Budapest: Korean Art in the 18-19th Century

The Hopp Ferenc East-Asia Museum of Art, Budapest, Hungary, has a temporary exhibition presenting the extremely exciting culture of Korea. Interiors, ceremonial clothing and ornamented objects represent Korean art.

Art in Korea was influenced by China and various neighbouring people. The last Korean dynasty, the Joseaon Dynasty ruled over the country for over five-hundred years (1392-1910). However, this period is divides Korean history: the early era was the 14-16th century, the second the 17-20th century. During these periods, independent Korean culture was in the focus, it was the beginning of dynastic historiography, and introduction of Korean letter characters. A culture of Korean literate officials formed, heralding the priority of painting, calligraphy and poetry. In the 18th century, portrait painting was highlighted, often portraying everyday life satirically. The most outstanding architectural achievement of the Joeson-era in the 17th century was the Gyeongbokgung Palace.

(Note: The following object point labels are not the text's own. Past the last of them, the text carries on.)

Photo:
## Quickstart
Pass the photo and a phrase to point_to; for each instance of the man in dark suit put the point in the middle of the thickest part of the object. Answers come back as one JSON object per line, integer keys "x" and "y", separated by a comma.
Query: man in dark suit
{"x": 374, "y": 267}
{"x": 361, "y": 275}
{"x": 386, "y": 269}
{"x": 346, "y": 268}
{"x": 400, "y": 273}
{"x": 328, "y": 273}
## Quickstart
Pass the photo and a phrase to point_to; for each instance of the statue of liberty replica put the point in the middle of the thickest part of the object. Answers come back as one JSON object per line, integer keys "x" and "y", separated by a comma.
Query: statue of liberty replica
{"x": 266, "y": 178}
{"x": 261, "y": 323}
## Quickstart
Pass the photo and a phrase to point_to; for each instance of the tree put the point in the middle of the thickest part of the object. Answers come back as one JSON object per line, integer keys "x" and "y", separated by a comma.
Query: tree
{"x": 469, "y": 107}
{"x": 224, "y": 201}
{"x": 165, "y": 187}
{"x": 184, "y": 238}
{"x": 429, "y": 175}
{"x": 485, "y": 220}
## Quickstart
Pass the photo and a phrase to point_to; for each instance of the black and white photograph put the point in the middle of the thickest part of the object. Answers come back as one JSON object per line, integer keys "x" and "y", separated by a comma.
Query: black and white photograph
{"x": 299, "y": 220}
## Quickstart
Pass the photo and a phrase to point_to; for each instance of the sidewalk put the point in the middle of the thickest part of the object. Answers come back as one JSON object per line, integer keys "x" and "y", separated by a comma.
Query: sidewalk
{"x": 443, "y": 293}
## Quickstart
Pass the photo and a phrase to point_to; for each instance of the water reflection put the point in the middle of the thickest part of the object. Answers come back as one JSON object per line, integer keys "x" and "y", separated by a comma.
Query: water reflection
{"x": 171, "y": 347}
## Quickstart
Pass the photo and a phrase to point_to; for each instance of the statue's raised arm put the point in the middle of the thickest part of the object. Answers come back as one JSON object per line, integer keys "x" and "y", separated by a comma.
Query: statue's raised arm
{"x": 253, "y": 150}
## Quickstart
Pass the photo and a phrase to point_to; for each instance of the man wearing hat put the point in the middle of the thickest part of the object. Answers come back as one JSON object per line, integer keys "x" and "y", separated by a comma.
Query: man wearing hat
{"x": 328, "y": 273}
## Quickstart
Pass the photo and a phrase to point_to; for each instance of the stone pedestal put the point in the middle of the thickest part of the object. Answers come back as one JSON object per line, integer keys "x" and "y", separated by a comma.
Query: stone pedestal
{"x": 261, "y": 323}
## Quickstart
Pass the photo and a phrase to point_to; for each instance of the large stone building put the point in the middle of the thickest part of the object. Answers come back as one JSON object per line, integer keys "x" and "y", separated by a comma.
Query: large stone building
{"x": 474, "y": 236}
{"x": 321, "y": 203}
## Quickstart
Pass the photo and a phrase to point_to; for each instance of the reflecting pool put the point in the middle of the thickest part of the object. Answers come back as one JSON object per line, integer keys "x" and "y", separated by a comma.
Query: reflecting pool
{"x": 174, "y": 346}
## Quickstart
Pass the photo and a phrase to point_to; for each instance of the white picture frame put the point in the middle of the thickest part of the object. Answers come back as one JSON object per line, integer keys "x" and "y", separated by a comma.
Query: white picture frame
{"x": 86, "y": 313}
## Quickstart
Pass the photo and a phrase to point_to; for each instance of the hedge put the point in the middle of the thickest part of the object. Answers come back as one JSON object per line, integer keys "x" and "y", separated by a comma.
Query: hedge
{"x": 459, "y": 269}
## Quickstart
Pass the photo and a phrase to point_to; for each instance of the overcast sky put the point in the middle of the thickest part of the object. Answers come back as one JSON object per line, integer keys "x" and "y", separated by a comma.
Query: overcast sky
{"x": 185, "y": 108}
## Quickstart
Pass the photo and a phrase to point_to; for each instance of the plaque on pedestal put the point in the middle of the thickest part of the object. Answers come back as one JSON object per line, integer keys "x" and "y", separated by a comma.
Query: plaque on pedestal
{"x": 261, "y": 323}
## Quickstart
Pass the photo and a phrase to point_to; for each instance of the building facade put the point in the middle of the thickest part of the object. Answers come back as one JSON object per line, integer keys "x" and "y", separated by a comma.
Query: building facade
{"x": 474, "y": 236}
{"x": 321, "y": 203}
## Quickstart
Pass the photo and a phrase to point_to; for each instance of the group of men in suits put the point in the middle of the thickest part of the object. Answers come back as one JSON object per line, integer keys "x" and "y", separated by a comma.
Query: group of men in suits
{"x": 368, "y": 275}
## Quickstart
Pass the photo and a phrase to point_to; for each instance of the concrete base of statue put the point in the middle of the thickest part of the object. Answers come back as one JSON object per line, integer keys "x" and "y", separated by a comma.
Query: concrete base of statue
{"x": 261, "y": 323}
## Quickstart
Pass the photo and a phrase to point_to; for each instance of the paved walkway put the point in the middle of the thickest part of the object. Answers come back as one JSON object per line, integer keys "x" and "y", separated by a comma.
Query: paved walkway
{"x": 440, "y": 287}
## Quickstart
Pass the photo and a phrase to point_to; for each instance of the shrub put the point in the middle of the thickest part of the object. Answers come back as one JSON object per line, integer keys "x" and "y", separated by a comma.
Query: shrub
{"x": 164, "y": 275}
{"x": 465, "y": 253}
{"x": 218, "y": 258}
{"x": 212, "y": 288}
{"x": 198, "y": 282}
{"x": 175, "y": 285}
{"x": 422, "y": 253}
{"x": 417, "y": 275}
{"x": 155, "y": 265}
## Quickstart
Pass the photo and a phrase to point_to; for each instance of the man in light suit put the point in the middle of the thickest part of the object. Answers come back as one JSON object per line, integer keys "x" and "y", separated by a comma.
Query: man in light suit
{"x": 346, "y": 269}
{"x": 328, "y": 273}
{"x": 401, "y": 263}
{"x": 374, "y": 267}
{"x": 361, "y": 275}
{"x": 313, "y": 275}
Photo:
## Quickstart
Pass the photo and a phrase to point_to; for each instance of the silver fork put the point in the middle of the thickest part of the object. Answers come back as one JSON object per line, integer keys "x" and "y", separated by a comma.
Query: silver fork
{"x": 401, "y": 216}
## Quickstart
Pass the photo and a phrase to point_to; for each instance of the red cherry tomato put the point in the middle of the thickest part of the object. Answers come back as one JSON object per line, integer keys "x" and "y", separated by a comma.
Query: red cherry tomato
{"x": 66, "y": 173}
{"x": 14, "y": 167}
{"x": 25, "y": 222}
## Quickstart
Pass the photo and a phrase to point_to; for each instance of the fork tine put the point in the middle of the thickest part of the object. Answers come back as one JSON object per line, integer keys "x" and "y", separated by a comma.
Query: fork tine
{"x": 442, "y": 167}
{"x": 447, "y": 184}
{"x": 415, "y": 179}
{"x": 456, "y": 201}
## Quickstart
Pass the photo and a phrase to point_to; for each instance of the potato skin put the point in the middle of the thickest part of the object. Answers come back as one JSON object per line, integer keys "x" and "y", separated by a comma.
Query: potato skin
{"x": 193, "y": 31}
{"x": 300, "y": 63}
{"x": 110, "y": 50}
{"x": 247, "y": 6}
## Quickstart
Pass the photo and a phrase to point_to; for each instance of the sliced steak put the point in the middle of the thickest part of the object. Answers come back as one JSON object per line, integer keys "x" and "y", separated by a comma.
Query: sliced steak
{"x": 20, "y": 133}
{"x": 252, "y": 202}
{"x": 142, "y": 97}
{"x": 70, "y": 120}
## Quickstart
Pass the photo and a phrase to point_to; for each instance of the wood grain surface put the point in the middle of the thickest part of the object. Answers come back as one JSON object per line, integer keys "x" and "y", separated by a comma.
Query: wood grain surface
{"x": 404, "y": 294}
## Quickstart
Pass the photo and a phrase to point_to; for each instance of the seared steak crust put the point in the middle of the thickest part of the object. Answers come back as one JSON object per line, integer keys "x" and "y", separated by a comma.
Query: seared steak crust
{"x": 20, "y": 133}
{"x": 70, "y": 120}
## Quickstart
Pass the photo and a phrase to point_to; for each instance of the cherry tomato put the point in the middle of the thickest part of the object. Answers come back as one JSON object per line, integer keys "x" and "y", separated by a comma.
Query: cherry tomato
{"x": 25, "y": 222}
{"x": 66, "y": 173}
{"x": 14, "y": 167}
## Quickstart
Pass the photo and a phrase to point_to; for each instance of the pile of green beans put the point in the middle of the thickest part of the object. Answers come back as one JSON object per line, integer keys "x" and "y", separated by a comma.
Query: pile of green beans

Hungarian Travellers in Korea

Several Hungarian travellers visited Korea in the second half of the 19th century, most of them in search of the origins of Hungarians. Just a few name of those who visited Korea in the 19-20th century: Dr. the surgeon Ferenc Gáspár, the bishop Péter Gróf Vay, the founder of the Museum Ferenc Hopp, the linguist Benedek Barátosi Balogh, the surgeon for the Austro-Hungarian Monarchy dr. Dezső Bozóky.